If you build a Software Service, you typically build it to satisfy a set of requirements. However, the longer a Service is in use, the higher the possibility that the Service faces different requirements than originally anticipated and eventually fails. Put differently: a Software Service is as intelligent and flexible as the developer wants it to be and is able to foresee its actual application.
A colleague of mine, Daniel Schall, described in his dissertation Human Provided Services (HPS) which are Services that hide people which provide a Service behind a well defined (WSDL) interface. This allows us to integrate people into business processes that can be modeled with dedicated languages like BPEL and later executed with a workflow engine. An important aspect of this approach is that, humans a (normally) intelligent and are able to handle exceptions quite well: they can adapt to new requirements without breaking the Service they provide.

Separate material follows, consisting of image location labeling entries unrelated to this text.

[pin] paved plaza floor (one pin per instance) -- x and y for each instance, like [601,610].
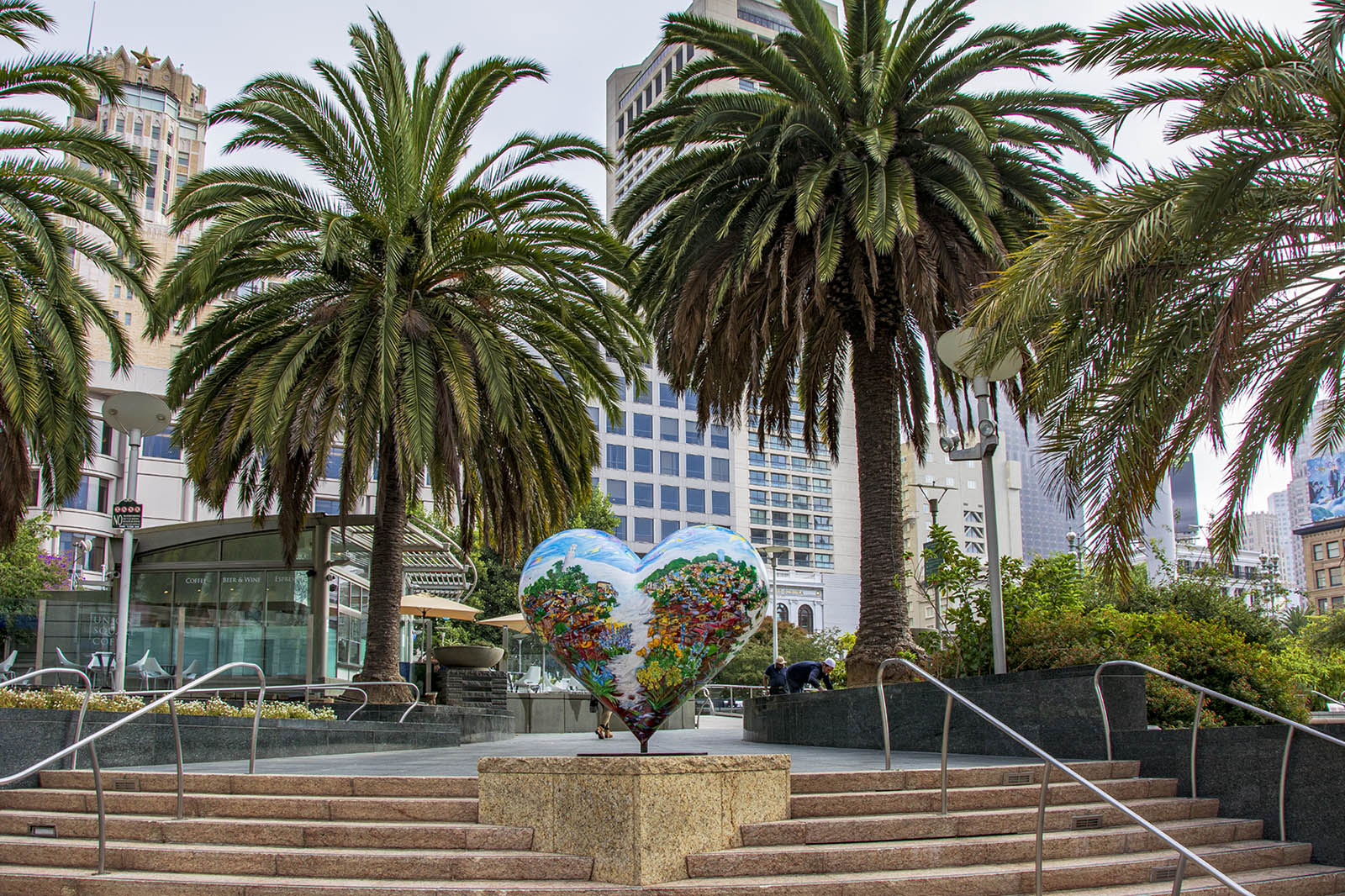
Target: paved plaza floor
[716,735]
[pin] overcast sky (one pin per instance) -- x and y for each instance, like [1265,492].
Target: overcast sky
[224,44]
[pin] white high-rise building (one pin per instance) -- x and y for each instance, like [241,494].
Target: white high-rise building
[662,472]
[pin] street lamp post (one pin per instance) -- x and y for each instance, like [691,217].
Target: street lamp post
[138,414]
[955,351]
[773,553]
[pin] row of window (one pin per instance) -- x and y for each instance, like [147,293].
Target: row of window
[780,519]
[670,497]
[670,463]
[784,481]
[670,428]
[791,540]
[641,529]
[786,461]
[782,499]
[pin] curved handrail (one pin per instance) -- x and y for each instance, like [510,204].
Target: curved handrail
[91,741]
[340,685]
[61,670]
[1195,727]
[1183,851]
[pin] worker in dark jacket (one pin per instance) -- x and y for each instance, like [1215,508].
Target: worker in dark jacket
[773,678]
[810,673]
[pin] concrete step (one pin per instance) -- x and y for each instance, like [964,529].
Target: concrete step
[273,831]
[930,777]
[947,851]
[849,829]
[17,880]
[266,784]
[965,798]
[198,858]
[245,804]
[1004,878]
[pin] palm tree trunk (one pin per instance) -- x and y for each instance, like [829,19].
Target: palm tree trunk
[884,618]
[385,577]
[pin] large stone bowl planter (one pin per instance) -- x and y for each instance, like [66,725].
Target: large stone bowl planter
[468,656]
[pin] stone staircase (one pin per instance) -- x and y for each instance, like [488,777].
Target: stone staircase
[851,835]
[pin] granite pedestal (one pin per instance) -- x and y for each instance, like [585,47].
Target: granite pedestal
[638,815]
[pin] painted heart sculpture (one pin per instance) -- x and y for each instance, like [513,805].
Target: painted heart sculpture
[642,635]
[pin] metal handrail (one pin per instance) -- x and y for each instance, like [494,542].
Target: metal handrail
[343,685]
[1183,853]
[61,670]
[1195,727]
[177,736]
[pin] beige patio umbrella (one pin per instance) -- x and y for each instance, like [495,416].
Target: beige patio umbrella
[513,622]
[430,607]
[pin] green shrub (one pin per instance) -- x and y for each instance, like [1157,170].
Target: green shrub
[65,697]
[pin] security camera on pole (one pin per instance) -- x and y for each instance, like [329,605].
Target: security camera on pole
[138,414]
[955,351]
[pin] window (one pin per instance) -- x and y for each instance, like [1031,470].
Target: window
[161,447]
[669,463]
[92,494]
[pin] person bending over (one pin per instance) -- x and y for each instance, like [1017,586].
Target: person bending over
[810,673]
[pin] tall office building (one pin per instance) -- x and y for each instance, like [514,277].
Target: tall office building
[1044,522]
[662,472]
[161,114]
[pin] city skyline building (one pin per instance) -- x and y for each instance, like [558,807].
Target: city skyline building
[662,472]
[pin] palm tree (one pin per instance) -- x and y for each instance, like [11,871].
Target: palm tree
[836,221]
[1154,306]
[55,206]
[432,316]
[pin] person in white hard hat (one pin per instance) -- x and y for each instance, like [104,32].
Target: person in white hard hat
[810,674]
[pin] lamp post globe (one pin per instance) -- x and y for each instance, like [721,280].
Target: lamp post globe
[136,414]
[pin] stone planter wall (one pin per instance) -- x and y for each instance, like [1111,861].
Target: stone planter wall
[1053,708]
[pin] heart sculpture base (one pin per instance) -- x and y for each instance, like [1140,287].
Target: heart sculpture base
[638,815]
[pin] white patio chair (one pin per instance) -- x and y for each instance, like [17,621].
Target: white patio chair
[151,672]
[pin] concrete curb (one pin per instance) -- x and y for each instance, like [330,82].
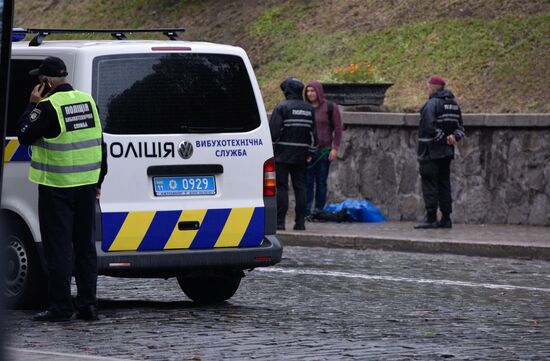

Now, building on the concept of HPS and human flexibility, I’m considering to integrate human assistance into Software Services. This would mean that a Service asks a human for help if it is not able to perform a certain task. To give you an example, suppose you have a Service that calculates the distance between two locations. The Service expects as input two addresses and if one of the addresses happens to be incomplete (e.g., a street name is missing), it does not work. Why is that so? In this case, the designer of the Service didn’t foresee the possibility of having incomplete addresses as input. But, how do we implement a Service that asks for assistance? And, evenly important, which kind of Services can we build this way? Obviously, a Service that needs to respond within fractions of a second is not candidate for asking for assistance, because this process takes a certain amount of time.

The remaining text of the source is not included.